Oh, yes. I loved it.

Jennifer Lawrence’s portrayal of Katniss has been pitch perfect from the very beginning, but in Mockingjay Part 1 she entered another dimension of excellence. She’s manages to balance out the fragile, broken and scared little girl and the fierce, angry and determined warrior in the same scenes, sentences and even expressions. Katniss is one of the most complicated characters I’ve ever come across and Lawrence gets her across in all her glory, good and bad. And I think it shows in the volume of people who haven’t read the books and yet still back Katniss rather than Katniss/Peeta or Katniss/Gale.


But she’s not the only incredible actor in this series.
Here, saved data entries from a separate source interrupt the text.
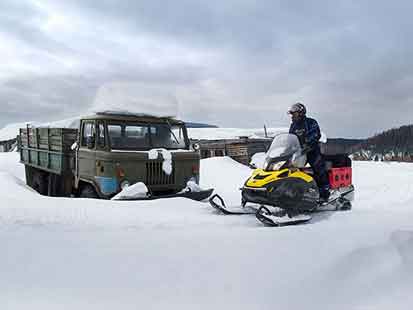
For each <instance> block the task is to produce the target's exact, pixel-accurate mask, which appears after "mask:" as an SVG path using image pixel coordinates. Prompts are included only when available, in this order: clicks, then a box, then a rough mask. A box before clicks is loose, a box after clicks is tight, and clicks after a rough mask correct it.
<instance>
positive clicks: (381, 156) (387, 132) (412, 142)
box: [355, 125, 413, 161]
mask: <svg viewBox="0 0 413 310" xmlns="http://www.w3.org/2000/svg"><path fill="white" fill-rule="evenodd" d="M355 158H358V159H365V160H397V161H413V125H406V126H401V127H398V128H392V129H389V130H386V131H384V132H382V133H379V134H376V135H374V136H373V137H370V138H368V139H366V140H365V142H364V143H362V144H361V145H360V147H359V149H358V151H357V152H355Z"/></svg>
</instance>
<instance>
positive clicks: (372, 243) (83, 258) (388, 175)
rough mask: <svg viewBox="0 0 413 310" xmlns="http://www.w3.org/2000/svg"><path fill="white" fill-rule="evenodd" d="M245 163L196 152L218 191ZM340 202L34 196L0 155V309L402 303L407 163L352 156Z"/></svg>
mask: <svg viewBox="0 0 413 310" xmlns="http://www.w3.org/2000/svg"><path fill="white" fill-rule="evenodd" d="M250 172H251V170H250V169H249V168H248V167H245V166H242V165H240V164H238V163H236V162H234V161H232V160H231V159H229V158H225V157H224V158H210V159H205V160H202V162H201V175H202V176H201V179H202V181H201V185H202V187H204V188H207V187H214V188H215V189H216V192H218V193H220V194H222V196H223V197H225V199H226V201H228V203H229V204H230V203H234V204H235V203H238V202H239V191H238V188H239V187H240V186H241V185H242V183H243V181H244V180H245V178H246V177H247V176H248V175H249V174H250ZM353 173H354V184H355V186H356V191H357V192H356V200H355V202H354V205H353V210H352V211H350V212H336V213H325V214H322V215H319V216H318V217H317V218H315V219H314V221H313V222H312V223H310V224H307V225H301V226H293V227H283V228H269V227H264V226H262V225H261V224H260V223H259V222H258V221H257V220H256V219H255V218H254V217H252V216H251V217H250V216H238V217H237V216H233V217H231V216H223V215H219V214H217V213H216V212H215V211H214V210H213V209H212V208H211V207H209V206H208V204H207V203H203V202H195V201H190V200H186V199H184V198H176V199H169V200H158V201H146V202H136V201H135V202H126V201H123V202H122V201H102V200H87V199H63V198H49V197H42V196H40V195H38V194H37V193H35V192H33V191H32V190H30V189H29V188H27V187H26V186H25V185H24V181H23V180H24V170H23V166H22V165H21V164H19V163H18V156H17V154H16V153H0V195H1V202H0V245H1V255H0V309H42V310H45V309H54V310H55V309H100V310H102V309H411V308H412V307H413V294H412V289H413V221H412V219H413V165H411V164H398V163H375V162H355V163H354V171H353Z"/></svg>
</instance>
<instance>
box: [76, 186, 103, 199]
mask: <svg viewBox="0 0 413 310" xmlns="http://www.w3.org/2000/svg"><path fill="white" fill-rule="evenodd" d="M79 197H80V198H99V196H98V194H97V193H96V191H95V189H94V188H93V186H92V185H89V184H86V185H83V186H82V189H81V190H80V194H79Z"/></svg>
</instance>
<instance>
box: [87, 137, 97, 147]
mask: <svg viewBox="0 0 413 310" xmlns="http://www.w3.org/2000/svg"><path fill="white" fill-rule="evenodd" d="M86 146H87V148H88V149H93V148H94V147H95V137H94V136H87V137H86Z"/></svg>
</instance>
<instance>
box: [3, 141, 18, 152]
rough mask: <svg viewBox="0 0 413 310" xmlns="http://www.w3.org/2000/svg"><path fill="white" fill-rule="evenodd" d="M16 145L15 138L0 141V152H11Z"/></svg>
mask: <svg viewBox="0 0 413 310" xmlns="http://www.w3.org/2000/svg"><path fill="white" fill-rule="evenodd" d="M16 146H17V138H14V139H9V140H4V141H0V152H11V151H13V150H14V149H15V148H16Z"/></svg>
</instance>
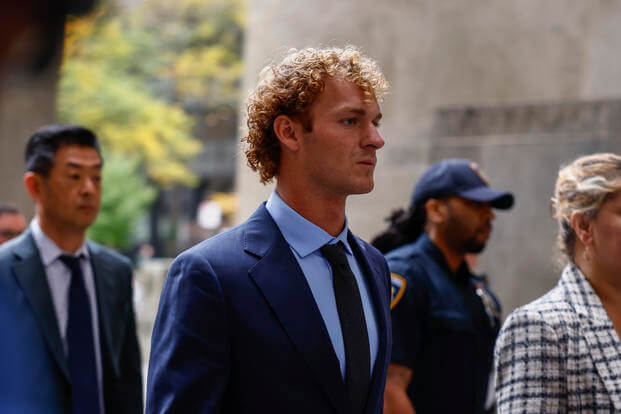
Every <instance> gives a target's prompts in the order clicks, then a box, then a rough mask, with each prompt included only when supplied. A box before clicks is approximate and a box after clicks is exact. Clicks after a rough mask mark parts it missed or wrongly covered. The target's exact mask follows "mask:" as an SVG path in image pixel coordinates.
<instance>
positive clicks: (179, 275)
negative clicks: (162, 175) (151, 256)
mask: <svg viewBox="0 0 621 414" xmlns="http://www.w3.org/2000/svg"><path fill="white" fill-rule="evenodd" d="M229 352H230V336H229V326H228V324H227V315H226V307H225V302H224V297H223V292H222V288H221V286H220V283H219V280H218V276H217V275H216V274H215V272H214V270H213V268H212V267H211V266H210V264H209V262H208V261H207V260H206V259H205V258H204V257H202V256H201V255H200V254H196V253H195V252H193V251H189V252H186V253H184V254H182V255H181V256H179V257H178V258H177V260H175V262H174V263H173V265H172V267H171V268H170V270H169V272H168V275H167V277H166V281H165V283H164V287H163V289H162V296H161V299H160V305H159V310H158V314H157V318H156V321H155V326H154V329H153V336H152V339H151V357H150V361H149V374H148V380H147V407H146V412H147V413H149V414H155V413H184V414H190V413H219V412H220V411H221V402H222V396H223V394H224V393H225V391H226V386H227V383H228V380H229V376H230V370H231V368H230V355H229Z"/></svg>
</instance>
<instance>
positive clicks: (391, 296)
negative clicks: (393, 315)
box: [390, 273, 408, 310]
mask: <svg viewBox="0 0 621 414" xmlns="http://www.w3.org/2000/svg"><path fill="white" fill-rule="evenodd" d="M407 284H408V283H407V281H406V280H405V278H404V277H403V276H400V275H398V274H396V273H391V274H390V310H392V308H394V307H395V306H397V303H399V301H400V300H401V298H402V297H403V294H404V293H405V286H406V285H407Z"/></svg>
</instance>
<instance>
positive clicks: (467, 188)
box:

Peeta’s transformation during his capture in the Capitol was written all over his face. Every emotional and mental trauma that was inflicted in him came across clear as day and it made the reactions to him feel even stronger and more emotive. I have t say that I was really impressed with Finnick as well; even though he wasn’t in it as much as I would have liked (so. pretty.), he made everything his own when he was on screen. And Effie. BLOODY HELL, Effie. I have never seen an arc like that for a secondary character. Ever. The depth Elizabeth Banks throw into her, the feeling, the realness of her. Incredible. 


The entire film has an overwhelming sense of foreboding and tension. Although I obviously knew what was coming and all of the heartbreak that it was building up to, I still felt like I was held tight by the apprehension of coming events. It was building to an emotional punch in the throat and the apex of the revolution in Mockingjay Part 2. Even though the novel could easily have been put into one film I’m glad there’s two because these actors are bringing these characters to life in just as powerful a way as Suzanne Collins did and there can never be too much of that. 


I loved Mockingjay Part 1 and I can’t wait to see the second part. I am going to be gutted to see Katniss’s story end (again), however.

Rating: 9/10

Book or film?
Both, because they’re equally fantastic, but incomparable. They are telling the same story in two different mediums and I do think that that needs to be remembered, but either way, Katniss and her story is being shared and that’s the important thing.